Relationships are hard. H. A. R. D. They are, even when things are butterflies and rainbows and chocolate chip cookies. Add in a global pandemic and things can get, well, sticky, icky, icky. The pandemic has magnified the degree in which we rely on our partners and spend time with our partners because our boundaries, routines, rituals and literal space have been taken away from us. And with that, many people find themselves connecting to their phone, their work, and their “to-dos” more than to “their person”. To examine this, we’ve asked a few people (some in relationships and some not — we see you singles!) two important questions and here’s what they have been willing to share. Here’s to hoping you feel a little less alone in this.
Are there ways in which this has been an amazing time for you as a couple?
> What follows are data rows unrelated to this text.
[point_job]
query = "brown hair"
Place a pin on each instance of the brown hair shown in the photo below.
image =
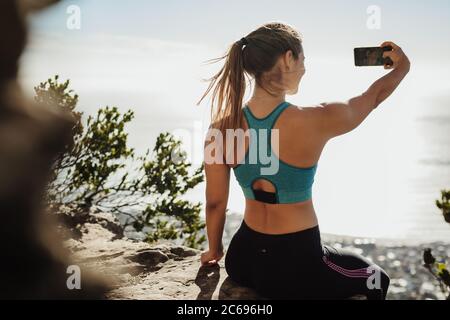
(254, 55)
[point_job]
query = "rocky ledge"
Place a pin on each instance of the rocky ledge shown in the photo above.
(137, 270)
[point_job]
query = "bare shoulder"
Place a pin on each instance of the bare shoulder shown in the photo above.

“I’ve learned so much about compromising and why it’s so important.”— MG
“The pandemic has certainly made us appreciate a lot of things once taken for granted. I'm sure different for everyone, but it demonstrated our ability to support one other while both being under a major load of stress.” — MI
“Family dinners are now a thing. As a married couple with four busy children, we never could sit at the table to eat dinner together because we were running from sports practice to sports games. Before Covid, we weren’t even home to eat the dinner at the table. Most nights we would split up or have to eat dinner in the car. Since Covid, we can now sit down and eat dinner as a family together without any interruptions. My kids will even set the table now. We are a more united front at that dinner table engaging in real life conversations with our children.” — AS
“We found ourselves home together for the first time ever and really enjoyed it. Long walks with the dog, lunch together, fancy dinners. Lots of cooking, lots of wine.” — SM
How has it been hard?
“I moved in with my girlfriend during a pandemic and after a year of dating. It’s the first person I’ve lived with and I’ve had to make a lot of adjustments. It’s harder than I thought it would be. And I think the hardest thing is working in the same house. They say don’t work with your significant other. Even though we are at different companies, it feels as though we are working together because we are doing it in the same space.”— MG
“Appreciation...of family...of how much they mean to us...what it means to spend time with them...to share moments good and bad...holding our breath to make sure that they come thru this...appreciation of ordinary activities...of going out to lunch...of giving someone a hug...of meeting a friend for coffee...of visiting a sick neighbor...of not worrying...of walking outside without a mask on!” — GI
“My husband breathes VERY LOUDLY on zoom calls.” —EI
“In the spirit of love, I will admit that my husband spends a lot more time questioning my every move as I cook dinner.” — RM
“Not realizing how much of a social person I was, until that was taken away from me.” — MD
“Constant worry and fear, the missing of friends and family, the disruption of life as we know it, and all the unknowns. A very mixed bag!” — SM
“While it was warm enough to be outdoors it was fine. Once the cold weather arrived living alone was lonely.” — FB
For more —
LISTEN: In late March, Belgian psychotherapist and author Esther Perel, launched a special podcast series called “Couples Under Lockdown.” In the series so far, Perel has done therapy sessions with couples in Italy, Belgium, and New York City, counselling them through the challenges of this very anxious, and often exasperating, time.